Un día, sin meditarlo, cuando Echécatl me trajo una flor para la princesa, se me escapó una declaración impertinente:
—¡Yoretzi! ¡Mi alma se ha pegado a ti como goma al árbol!
—Eres muy bueno Cuicacani.
—No niña, bueno es el campo y el río.
Aún cuando era inexperto en lances amorosos, yo, descubrí un brillo especial en sus ojos; ella, abrigó mis manos con la seda de las suyas. Esa leve caricia talló nuestro cariño con sello más hondo.
A partir de ese día cifré mi orgullo en poseer su amor y nada más que su amor, sin mancha de concupiscencia. Me sentí halagado del mundo que me abría los brazos. Viví sin otro anhelo que estrujar el momento presente para que suelte todo su jugo de emociones gratas.
Pero aquella noche cuando, una sombra oscura devoraba la luna, los medrosos pobladores se refugiaban en sus chozas esperando consecuencias funestas, yo, que ya había aprendido en la escuela lo que era un eclipse lunar, no temí, corrí a buscarla. Sabiéndome protegido, osé obviar protocolos y escalé la pared para abordar su habitación. Lo que vi me paralizó, ya sea por el espectáculo de sus senos que orgullosos e hinchados de pasión se columpiaban, o por la inesperada y humillante escena de traición. El príncipe heredero se apareaba con mi amada.
Cuando sus trémulos músculos alcanzaron niveles convulsivos y sus jadeos fueron ahogados, un grito explosivo surgió de su garganta proclamando mi nombre. La reacción del adiestrado príncipe heredero, lastimado en su orgullo, fue aplicar un fiero golpe a la princesa dándole muerte, y vi que se desprendió de ella como si fuera un objeto.

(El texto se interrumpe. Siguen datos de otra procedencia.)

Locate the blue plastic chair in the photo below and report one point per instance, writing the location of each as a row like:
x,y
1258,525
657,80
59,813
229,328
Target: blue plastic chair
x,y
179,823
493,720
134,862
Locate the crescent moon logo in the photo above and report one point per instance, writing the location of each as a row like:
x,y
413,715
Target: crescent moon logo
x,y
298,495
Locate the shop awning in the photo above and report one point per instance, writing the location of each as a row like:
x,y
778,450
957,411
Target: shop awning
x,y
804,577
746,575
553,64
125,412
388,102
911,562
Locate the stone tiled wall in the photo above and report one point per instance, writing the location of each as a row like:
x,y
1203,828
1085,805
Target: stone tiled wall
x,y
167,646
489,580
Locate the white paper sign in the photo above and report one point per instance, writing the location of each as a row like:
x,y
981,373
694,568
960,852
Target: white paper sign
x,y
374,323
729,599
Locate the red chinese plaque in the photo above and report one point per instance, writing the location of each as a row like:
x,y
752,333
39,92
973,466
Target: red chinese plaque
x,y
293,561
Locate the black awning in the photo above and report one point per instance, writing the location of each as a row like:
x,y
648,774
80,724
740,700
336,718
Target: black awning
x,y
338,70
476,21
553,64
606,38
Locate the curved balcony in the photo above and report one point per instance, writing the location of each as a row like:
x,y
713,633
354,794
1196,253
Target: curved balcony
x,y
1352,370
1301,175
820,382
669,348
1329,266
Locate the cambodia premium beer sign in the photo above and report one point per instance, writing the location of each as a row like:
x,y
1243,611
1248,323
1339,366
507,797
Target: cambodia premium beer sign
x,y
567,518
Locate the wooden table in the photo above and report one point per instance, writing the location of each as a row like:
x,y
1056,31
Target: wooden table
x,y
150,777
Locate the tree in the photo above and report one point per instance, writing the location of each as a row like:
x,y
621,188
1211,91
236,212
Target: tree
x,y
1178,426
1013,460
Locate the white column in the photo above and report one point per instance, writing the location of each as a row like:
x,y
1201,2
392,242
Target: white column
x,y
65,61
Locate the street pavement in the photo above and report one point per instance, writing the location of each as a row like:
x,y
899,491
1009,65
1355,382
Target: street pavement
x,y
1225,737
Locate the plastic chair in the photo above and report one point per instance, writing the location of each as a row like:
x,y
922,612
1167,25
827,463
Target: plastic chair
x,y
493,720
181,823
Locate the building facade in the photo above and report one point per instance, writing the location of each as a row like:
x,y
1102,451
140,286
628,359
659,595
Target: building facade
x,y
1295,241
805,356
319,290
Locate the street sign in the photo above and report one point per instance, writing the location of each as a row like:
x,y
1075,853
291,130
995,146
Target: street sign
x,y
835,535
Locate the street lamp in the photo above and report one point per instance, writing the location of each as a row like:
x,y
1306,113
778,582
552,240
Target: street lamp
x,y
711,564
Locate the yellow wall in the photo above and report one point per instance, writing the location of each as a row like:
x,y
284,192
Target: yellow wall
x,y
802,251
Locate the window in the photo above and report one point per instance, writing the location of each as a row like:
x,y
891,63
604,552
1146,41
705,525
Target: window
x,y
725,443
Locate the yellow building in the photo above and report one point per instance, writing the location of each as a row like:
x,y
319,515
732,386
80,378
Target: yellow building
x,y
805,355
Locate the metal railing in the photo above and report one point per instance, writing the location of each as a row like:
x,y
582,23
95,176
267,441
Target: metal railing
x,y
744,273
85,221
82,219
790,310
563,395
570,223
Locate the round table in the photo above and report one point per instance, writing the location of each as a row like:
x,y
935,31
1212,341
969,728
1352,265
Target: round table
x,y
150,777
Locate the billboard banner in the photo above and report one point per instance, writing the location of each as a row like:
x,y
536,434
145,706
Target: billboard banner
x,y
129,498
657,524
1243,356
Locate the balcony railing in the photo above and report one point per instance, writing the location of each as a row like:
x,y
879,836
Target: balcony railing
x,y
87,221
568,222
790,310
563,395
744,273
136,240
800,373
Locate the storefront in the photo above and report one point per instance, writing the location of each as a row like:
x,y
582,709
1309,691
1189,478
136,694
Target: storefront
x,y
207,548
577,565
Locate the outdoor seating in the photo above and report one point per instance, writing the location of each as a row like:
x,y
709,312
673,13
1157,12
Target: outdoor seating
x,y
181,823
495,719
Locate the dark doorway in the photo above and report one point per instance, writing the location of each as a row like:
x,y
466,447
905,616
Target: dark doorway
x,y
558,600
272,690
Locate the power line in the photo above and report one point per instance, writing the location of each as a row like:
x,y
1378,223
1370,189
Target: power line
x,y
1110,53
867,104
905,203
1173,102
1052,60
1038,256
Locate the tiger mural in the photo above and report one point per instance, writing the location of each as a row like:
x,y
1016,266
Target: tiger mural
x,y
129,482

Desaforado me abalancé sobre él. Yo furioso y él bravío, nuestros cuerpos se anudaron en mortal duelo. Él confiaba en su destreza, yo no le temía. Estaba tan enardecido que mi fuerza se había incrementado a niveles excesivos, tanto, que no me fue difícil enredarlo entre las mantas sangrantes y con prisa abandoné la casa.
La superstición del eclipse resultó infalible, esa noche la muerte arrebató la paz de mi alma. Corrí y corrí sintiendo el bienestar cariñoso del viento del aleteo de Echécatl, y de mi llanto que aunque consolaba, no aliviaba. El príncipe había dado muerte a Yoretzi, y junto con ella, a las adolescentes ilusiones.
Después de muchos años he vuelo a la montaña, en mi ascenso lento escojo la raíz saliente de un árbol para descansar y escribir. El dios del viento se ha llevado mi águila imperial, pero no estoy solo; el eco trae hasta mí el oubear de un lobo, deberé enfrentarlo, no cometeré el mismo error de aquella noche cuando: Tuve al príncipe heredero a mi merced para vengar a Yoretzi.
Hay quienes sienten remordimientos por haber matado. Yo no puedo reconciliarme conmigo mismo… pues… porque no maté.